Voluntary national security notifications now permitted under the Investment Canada Act


Overview

On August 2, 2022, the Canadian government amended the National Security Review of Investments Regulations (the "National Security Regulations") under the Investment Canada Act (the "Act") to:

  • permit non-Canadians to voluntarily submit a non-controlling or minority interest investment (or proposed investment) in a Canadian business ("Non-Controlling Investment") to an initial 45-day national security review of their Non-Controlling Investment;
  • allow the Canadian government, if such voluntary filing is not made, to initiate a national security review of the Non-Controlling Investment for up to 5 years after its date of implementation; and

  • prescribe the information required to be provided to the Minister to commence a national security review of a Non-Controlling Investment

(the "Amendments").

Background

Under the Act, notification and review application requirements apply when non-Canadian investors either acquire control of a Canadian business or establish a new Canadian business. Once a notification or a review application has been submitted, an initial 45-day period is triggered under which the Canadian government must conduct an initial review of the investment, and determine whether it is reasonable to believe that the investment may be "injurious" to Canada's national security. Usually, this is not the case.  However, if such a determination is made, then the government must notify the investor that further review is required under the Act's national security review process (or, in certain circumstances, the government may also immediately order a Cabinet-level review). Ultimately, the Act provides the Canadian government with broad authority to place certain conditions and restrictions on investments—or even order divesture—depending on the results of the national security review.

Prior to August 2, 2022, a non-Canadian making an investment in a Canadian business that is not subject to the notification or review application requirements of the Act, such as a Non-Controlling Investment, could not voluntarily trigger the national security review process. Instead, the process would only be triggered after the implementation of the investment, and only once the Minister of Industry became aware of the investment. This meant that non-Canadian investors making Non-Controlling Investments had no pre-closing mechanism for gaining regulatory certainty for their investment.

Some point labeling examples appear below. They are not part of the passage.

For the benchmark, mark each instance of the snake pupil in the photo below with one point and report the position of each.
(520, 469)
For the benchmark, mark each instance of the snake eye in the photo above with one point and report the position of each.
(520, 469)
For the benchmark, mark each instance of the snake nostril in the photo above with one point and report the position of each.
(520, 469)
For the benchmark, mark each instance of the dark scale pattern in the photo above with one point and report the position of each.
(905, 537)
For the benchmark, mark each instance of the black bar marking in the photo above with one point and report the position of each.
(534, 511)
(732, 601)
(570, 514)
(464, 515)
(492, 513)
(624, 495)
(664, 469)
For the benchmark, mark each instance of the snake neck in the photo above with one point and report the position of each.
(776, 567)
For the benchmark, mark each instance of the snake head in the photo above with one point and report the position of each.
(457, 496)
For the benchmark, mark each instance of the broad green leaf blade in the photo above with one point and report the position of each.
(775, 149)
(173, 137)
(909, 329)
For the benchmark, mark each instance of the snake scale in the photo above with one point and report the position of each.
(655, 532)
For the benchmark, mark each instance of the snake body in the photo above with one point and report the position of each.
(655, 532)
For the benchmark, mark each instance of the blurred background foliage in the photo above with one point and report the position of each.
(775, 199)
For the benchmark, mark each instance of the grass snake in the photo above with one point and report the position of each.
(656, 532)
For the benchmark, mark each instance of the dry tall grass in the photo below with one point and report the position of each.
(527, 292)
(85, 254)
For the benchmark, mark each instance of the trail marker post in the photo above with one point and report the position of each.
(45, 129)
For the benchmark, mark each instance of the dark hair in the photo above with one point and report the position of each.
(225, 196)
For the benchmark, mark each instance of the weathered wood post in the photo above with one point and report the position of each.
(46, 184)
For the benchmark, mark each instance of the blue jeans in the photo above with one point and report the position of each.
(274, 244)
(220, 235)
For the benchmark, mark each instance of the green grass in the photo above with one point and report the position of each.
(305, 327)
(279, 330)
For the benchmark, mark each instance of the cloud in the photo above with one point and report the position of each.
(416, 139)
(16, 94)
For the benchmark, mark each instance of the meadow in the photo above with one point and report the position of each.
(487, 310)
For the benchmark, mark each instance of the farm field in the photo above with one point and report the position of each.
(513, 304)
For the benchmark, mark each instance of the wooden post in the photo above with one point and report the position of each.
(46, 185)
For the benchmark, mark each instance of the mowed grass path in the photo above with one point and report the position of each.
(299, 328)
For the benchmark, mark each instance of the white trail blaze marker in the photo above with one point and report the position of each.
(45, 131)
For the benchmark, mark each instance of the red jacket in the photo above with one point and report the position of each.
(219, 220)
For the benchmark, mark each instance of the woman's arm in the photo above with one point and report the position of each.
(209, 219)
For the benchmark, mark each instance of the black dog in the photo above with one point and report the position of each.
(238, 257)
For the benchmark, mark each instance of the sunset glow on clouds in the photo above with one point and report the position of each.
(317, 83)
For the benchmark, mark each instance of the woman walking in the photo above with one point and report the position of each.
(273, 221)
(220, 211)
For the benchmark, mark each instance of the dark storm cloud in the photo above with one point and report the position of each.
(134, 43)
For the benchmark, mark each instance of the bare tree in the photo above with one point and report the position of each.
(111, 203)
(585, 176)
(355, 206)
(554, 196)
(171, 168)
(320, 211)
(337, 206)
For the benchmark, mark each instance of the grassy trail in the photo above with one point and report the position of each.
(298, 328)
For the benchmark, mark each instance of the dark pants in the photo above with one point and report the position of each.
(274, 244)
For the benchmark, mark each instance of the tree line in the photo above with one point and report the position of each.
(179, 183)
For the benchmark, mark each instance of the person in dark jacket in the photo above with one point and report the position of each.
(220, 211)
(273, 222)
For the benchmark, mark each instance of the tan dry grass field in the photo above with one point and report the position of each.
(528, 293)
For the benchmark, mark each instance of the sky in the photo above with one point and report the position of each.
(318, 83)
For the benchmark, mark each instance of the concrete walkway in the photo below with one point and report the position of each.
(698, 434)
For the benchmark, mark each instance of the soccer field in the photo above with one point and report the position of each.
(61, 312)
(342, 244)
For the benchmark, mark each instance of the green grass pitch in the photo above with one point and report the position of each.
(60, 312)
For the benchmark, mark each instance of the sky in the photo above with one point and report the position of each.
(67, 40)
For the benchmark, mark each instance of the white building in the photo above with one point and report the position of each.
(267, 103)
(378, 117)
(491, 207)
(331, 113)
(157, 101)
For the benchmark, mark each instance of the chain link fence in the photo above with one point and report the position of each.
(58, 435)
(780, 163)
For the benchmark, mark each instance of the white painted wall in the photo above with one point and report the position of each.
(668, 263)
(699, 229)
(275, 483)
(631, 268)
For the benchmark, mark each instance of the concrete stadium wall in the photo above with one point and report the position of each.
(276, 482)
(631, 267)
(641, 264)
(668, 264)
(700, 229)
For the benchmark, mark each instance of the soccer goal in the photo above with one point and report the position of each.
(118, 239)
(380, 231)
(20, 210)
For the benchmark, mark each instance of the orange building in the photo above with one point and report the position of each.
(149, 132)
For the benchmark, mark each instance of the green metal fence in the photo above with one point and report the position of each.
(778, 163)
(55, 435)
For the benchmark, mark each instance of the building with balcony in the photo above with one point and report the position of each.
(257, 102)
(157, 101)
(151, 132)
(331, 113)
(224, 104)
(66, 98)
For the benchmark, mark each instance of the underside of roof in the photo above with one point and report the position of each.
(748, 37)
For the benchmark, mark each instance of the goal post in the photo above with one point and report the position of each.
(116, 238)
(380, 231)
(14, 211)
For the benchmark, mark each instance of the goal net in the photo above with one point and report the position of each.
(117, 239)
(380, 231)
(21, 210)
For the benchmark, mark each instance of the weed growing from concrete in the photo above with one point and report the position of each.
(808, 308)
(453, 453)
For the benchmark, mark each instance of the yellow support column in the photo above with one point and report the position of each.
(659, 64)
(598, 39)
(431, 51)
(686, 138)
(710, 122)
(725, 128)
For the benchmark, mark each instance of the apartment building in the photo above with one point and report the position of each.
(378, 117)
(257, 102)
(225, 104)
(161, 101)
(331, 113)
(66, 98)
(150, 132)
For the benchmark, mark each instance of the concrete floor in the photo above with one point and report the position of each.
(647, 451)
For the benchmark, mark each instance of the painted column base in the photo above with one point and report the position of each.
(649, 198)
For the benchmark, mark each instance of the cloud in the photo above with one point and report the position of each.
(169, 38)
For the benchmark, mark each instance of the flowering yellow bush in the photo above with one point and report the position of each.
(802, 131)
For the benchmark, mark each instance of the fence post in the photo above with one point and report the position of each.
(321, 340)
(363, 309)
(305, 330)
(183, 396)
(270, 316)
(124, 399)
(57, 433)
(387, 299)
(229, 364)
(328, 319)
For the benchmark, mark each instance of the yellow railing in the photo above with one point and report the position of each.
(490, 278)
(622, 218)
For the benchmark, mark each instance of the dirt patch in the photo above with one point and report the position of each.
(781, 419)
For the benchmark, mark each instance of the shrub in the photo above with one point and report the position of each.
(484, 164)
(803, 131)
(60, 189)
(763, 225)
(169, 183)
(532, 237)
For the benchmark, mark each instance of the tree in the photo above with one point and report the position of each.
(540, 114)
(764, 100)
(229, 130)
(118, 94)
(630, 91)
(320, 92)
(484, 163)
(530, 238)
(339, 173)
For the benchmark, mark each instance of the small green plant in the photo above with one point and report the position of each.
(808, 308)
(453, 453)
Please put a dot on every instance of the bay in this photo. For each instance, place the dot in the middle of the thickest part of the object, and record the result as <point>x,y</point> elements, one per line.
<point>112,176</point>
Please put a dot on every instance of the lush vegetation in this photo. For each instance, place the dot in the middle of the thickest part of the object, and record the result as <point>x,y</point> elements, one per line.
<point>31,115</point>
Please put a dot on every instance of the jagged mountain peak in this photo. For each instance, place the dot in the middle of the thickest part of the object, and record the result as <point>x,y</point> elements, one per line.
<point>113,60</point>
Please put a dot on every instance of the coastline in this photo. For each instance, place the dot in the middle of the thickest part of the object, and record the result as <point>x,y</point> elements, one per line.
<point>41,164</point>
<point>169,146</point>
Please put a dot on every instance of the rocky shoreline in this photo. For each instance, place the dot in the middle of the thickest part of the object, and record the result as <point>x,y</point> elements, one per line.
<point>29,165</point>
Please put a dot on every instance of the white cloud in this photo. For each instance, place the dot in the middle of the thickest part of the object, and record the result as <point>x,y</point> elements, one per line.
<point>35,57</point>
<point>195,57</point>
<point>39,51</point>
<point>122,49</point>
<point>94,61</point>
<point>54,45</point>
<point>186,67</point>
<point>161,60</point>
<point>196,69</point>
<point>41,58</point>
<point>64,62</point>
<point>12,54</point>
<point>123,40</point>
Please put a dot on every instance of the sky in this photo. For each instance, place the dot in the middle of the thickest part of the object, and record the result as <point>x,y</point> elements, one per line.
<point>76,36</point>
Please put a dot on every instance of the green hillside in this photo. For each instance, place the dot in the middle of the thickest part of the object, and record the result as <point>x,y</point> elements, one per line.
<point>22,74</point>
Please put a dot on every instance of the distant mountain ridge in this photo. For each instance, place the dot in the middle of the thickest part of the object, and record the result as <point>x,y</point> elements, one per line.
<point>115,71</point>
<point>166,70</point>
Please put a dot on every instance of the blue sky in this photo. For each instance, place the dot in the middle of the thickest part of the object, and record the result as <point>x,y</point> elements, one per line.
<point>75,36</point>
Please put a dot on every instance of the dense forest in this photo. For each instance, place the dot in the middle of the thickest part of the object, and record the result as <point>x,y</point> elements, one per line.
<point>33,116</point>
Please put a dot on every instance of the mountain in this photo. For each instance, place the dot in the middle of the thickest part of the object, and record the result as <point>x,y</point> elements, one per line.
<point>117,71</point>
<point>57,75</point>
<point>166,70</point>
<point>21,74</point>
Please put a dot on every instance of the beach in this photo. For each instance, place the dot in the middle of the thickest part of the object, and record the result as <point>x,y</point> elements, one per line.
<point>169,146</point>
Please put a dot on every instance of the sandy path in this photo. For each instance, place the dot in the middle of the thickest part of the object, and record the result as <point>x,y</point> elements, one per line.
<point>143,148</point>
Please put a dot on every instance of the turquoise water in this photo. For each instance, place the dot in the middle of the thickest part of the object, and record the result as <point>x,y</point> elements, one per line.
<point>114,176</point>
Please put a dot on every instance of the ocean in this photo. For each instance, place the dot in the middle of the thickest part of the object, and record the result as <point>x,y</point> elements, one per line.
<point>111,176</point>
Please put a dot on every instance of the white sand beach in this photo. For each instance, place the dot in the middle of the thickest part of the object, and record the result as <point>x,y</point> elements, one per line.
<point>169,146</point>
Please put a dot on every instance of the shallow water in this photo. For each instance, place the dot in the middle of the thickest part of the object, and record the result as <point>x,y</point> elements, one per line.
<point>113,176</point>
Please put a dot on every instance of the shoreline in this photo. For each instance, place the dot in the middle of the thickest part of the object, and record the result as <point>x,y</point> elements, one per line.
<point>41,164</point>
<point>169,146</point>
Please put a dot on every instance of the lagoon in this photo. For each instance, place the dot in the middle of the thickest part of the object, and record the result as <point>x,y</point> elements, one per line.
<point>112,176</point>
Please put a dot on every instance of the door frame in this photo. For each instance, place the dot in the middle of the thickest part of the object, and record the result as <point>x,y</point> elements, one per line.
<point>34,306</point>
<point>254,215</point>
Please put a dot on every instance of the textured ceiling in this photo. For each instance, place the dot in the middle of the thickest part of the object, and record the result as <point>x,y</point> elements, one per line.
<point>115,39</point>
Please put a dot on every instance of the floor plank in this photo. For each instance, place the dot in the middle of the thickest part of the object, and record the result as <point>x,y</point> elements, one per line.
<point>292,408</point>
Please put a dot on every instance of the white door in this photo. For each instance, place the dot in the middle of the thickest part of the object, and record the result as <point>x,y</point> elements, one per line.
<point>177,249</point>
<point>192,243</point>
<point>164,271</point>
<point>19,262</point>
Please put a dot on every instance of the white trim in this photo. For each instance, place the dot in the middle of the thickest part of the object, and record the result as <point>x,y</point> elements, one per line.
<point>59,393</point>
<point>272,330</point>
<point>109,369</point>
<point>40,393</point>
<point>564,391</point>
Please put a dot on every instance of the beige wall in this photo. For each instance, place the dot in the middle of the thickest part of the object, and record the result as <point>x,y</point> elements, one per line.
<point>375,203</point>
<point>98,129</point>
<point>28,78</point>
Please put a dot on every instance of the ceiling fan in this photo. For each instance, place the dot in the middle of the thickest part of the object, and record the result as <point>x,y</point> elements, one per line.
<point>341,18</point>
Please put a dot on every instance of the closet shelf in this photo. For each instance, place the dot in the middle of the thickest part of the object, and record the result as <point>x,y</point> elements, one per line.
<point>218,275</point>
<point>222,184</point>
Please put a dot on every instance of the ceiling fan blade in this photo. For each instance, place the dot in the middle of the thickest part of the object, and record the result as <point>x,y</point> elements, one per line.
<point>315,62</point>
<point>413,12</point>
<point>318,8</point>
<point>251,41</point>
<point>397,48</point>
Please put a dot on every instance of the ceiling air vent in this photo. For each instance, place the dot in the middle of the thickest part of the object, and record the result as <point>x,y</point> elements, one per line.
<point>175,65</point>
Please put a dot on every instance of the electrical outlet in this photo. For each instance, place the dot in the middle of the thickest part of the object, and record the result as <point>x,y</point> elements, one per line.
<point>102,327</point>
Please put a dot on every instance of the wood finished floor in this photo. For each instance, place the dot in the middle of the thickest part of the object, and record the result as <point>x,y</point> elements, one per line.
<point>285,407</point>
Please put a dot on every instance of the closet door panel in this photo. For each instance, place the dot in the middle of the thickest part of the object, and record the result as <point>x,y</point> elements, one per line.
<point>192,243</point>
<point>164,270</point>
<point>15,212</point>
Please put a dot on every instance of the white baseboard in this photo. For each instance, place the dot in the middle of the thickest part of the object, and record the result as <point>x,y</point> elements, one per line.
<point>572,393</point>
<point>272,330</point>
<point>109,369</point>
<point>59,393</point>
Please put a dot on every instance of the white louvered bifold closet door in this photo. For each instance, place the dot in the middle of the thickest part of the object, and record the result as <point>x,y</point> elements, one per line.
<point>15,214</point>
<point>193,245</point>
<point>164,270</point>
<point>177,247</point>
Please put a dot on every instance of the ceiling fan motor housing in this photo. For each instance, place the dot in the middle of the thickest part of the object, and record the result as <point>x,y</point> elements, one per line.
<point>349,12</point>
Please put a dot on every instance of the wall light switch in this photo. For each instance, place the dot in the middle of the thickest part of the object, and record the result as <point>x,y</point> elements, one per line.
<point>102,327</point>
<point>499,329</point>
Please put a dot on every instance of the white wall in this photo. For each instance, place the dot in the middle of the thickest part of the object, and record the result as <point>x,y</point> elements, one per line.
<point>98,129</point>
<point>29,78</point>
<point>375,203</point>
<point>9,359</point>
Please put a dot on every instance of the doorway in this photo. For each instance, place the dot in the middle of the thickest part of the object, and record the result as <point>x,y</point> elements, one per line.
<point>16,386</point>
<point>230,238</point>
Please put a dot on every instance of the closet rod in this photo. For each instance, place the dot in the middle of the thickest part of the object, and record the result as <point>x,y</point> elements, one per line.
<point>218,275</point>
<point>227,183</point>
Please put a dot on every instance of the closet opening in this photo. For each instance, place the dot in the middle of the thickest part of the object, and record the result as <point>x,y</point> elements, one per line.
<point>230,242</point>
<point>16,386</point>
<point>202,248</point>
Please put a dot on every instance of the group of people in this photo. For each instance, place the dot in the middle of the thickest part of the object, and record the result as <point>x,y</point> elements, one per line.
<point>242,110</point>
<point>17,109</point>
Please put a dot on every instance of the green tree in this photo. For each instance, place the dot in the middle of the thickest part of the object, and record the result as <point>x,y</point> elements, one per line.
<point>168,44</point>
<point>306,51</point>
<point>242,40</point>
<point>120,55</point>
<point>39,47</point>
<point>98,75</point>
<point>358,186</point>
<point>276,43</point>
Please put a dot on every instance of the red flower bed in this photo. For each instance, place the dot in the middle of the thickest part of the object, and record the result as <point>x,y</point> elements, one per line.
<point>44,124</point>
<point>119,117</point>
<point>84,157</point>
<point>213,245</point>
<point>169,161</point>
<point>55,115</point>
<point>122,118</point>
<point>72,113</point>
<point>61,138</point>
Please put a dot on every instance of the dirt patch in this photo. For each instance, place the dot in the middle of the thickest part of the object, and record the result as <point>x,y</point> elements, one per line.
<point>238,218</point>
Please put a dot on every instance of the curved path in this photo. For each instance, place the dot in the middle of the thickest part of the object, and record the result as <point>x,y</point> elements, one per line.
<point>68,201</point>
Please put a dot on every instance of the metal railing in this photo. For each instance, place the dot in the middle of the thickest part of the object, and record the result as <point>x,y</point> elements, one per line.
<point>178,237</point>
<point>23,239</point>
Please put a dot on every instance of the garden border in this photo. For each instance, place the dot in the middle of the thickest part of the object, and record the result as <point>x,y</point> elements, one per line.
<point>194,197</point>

New voluntary notification

Going forward, the Amendments permit non-Canadian investors to file a voluntary notification of their Non-Controlling Investment, by supplying the information prescribed under the National Security Regulations, even when the Act does not otherwise require them to do so.  Once a voluntary notification has been filed, the government has an initial 45-day period to determine whether the Non-Controlling Investment will be subject to further review. 

 

New timeline

As noted above, the Amendments also implement a new timeline for Non-Controlling Investments where no voluntary notification has been filed. In these cases, the government now has five years after the day on which the Non-Controlling Investment was implemented to provide the investor with notice that additional review is required. This is a considerable increase from the current timeline of 45 days, and could potentially result in conditions being placed on investments years later if no voluntary notification is filed. Most significantly, it also exposes a Non-Controlling Investment to the very real possibility that the review will include national security concerns that arose after the investment was implemented and that may not have been relevant or of concern at the time of implementation.


Practical considerations

The stated purpose of the voluntary notification is to provide regulatory certainty. Accordingly, non-Canadian investors should consider filing voluntary notifications for Non-Controlling Investments—such as acquiring a minority stake in a Canadian company—prior to implementing those investments. This will help ensure that the Non-Controlling Investment is not subject to evolving future national security concerns or to the subsequent imposition of conditions or an order for divestiture.